Tüm bu nedenlerle ilk derece mahkemesinin davanın kısmen kabulü yönündeki kararında herhangi bir isabetsizlik görülmediğinden davacı vekilinin istinaf başvurusunun esastan reddine karar vermek gerekmiş ve takdiren aşağıdaki şekilde hüküm kurulmuştur.

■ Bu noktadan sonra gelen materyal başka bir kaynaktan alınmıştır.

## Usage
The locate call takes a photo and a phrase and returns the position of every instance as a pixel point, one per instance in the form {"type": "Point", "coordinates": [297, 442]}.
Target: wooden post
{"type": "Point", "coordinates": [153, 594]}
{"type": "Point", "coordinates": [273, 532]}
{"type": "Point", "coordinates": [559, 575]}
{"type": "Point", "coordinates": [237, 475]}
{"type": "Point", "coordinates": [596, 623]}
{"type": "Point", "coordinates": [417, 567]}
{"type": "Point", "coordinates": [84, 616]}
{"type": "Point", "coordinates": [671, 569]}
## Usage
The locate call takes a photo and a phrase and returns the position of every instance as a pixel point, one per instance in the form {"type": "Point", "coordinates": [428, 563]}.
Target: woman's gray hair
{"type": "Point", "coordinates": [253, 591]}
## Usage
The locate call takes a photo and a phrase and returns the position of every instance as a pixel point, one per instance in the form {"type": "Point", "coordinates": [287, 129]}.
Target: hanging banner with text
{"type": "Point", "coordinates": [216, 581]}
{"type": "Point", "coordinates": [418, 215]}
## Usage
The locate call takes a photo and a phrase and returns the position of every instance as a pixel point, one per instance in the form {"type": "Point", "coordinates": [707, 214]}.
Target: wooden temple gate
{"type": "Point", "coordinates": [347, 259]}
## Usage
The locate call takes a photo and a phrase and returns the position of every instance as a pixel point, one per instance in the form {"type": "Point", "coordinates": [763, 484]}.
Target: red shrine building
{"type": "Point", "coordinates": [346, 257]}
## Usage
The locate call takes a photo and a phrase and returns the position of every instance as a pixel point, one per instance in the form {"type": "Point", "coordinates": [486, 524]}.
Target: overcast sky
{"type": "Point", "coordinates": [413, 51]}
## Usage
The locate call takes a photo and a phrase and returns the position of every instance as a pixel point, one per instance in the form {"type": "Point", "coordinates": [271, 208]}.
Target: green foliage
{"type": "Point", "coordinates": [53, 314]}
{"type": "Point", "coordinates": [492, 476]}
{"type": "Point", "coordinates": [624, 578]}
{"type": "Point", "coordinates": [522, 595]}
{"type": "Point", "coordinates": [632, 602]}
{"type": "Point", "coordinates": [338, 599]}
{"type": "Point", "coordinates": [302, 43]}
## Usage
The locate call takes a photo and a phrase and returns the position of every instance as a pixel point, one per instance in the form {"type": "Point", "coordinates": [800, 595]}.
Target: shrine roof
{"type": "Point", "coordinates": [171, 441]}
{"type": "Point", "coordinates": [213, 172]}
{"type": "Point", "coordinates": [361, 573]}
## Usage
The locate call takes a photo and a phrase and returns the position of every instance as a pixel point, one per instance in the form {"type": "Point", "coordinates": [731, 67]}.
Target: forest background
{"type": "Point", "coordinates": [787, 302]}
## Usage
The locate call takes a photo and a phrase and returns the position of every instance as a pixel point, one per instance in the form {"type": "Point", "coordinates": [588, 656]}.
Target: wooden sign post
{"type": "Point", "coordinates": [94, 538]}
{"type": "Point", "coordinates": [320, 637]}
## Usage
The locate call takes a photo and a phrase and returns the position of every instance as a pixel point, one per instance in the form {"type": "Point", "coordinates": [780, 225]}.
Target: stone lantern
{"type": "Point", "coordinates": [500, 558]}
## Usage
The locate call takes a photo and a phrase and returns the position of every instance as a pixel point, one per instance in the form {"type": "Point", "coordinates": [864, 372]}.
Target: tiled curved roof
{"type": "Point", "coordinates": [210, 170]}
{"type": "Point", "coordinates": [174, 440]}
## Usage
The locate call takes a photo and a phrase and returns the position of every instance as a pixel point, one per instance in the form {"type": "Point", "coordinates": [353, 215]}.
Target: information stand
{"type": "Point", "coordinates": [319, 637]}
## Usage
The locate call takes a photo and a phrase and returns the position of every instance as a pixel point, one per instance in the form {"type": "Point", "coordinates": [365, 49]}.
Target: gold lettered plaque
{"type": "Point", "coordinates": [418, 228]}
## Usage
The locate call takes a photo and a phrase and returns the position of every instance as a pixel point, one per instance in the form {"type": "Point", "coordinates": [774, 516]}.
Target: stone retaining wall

HÜKÜM: Yukarıda Açıklanan Nedenlerle;
1-Davacı vekilinin istinaf başvurusunun HMK’nın 353/(1)-b.1 maddesi gereğince ESASTAN REDDİNE,
2-Alınması gerekli olan 269,85 TL harçtan peşin alınan 59,30 TL harcın mahsubu ile bakiye 210,55 TL harcın davacıdan alınarak Hazineye gelir kaydına,
3-Davacı tarafça yapılan yargılama giderlerinin üzerinde bırakılmasına,
4-İstinaf incelemesi sırasında duruşma açılmadığından taraflar yararına vekalet ücreti taktirine yer olmadığına,
Dosya üzerinde yapılan inceleme sonucunda uyuşmazlık konusu miktar dikkate alındığında HMK’nın 362. maddesi gereğince kesin olmak üzere, tarafların yokluğunda oy birliği ile karar verildi. 21/09/2023

Başkan- Üye – Üye – Zabıt Katibi
Bu belge 5070 sayılı Elektronik İmza Kanunu hükümlerine göre UYAP sistemi üzerinden elektronik imza ile imzalanmıştır.